We’ve just started. We haven’t really done any marketing. It amazes me when I come across people everyday that I would have thought would certainly have heard of Gimme Radio just because it’s been around for six months and we’ve had a couple articles here and there. These are people that should have totally known about it but they haven’t even heard of it. There are so many people out there that have yet to try Gimme Radio, that I think are going to love it, in the metal world. That doesn’t even take into consideration Europe and South America, and places where we don’t do anything. It’s a huge global community and I really want to see Gimme Radio succeed as the first not only metal, but really any genre of music, that is doing streaming music differently. Doing it for the fans, building a thing for the fans of the music rather than just a utility. I think there’s a lot we can do with the community aspect (with the live feed), I think there’s a lot we can do with special, limited and exclusive type products for the store, I would love nothing more than to find an up and coming band and be the place that gets behind that band and breaks that band. That would be amazing, to actually start to help artists with their careers.
Hip/Hop, R&B and Top 40 are the biggest and the most lucrative genres right now with streaming services. Do you see those streaming services doing anything further to appease metal or do you find yourself in an area where you can just fill that niche?

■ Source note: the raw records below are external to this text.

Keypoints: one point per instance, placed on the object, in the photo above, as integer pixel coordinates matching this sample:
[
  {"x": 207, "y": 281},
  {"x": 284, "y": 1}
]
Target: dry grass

I think we can fill that niche. Having worked for a lot of those places, I think they do a lot of things right, and I have a subscription to those services. I’ll use them just like people have Netflix accounts, but they’ll still want to go to the movies or watch a movie that hasn’t been released on DVD in 15 years and it’s only on VHS. I don’t think that those big streaming services will be able to focus, at least for some time, on things like metal or underground punk rock or bluegrass. Just areas of music that are out there that have rabid communities of fans and people that love it but they don’t have that sense that they are included in some of the bigger players’ space. I really think we know that we’ve struck a nerve because everyday people are coming in and they are like, “I just found this today, I can’t believe it, this is amazing, thank you.” I’m seeing people on the live feed form friendships from all over the world. They log on with “Good morning” and they log off with “Good night” to their friends, who are their friends because of Gimme Radio and that’s pretty cool!
That’s awesome. Anything else you’d like to add?
The one thing I always forget, and kick myself, I don’t know if it has a place in this, we are a really small team we have about 8 people working on this. It really wouldn’t exist without them and them believing in this vision. You have myself, David [Rosenberg] and Jon [Maples] who are founders there’s another founder named Andy [Gillliland], who comes from a design background. That’s why I think, Gimme Radio looks so great when compared to a lot of the stuff out there. We put a lot of thought into the look, feel, and design. We all come from this world of streaming media, we worked at all these places for years and everybody is really committed to doing this and doing something that’s really different and feels more about the music and about the music experience then just being about to deliver 40 million tracks for $10 a month.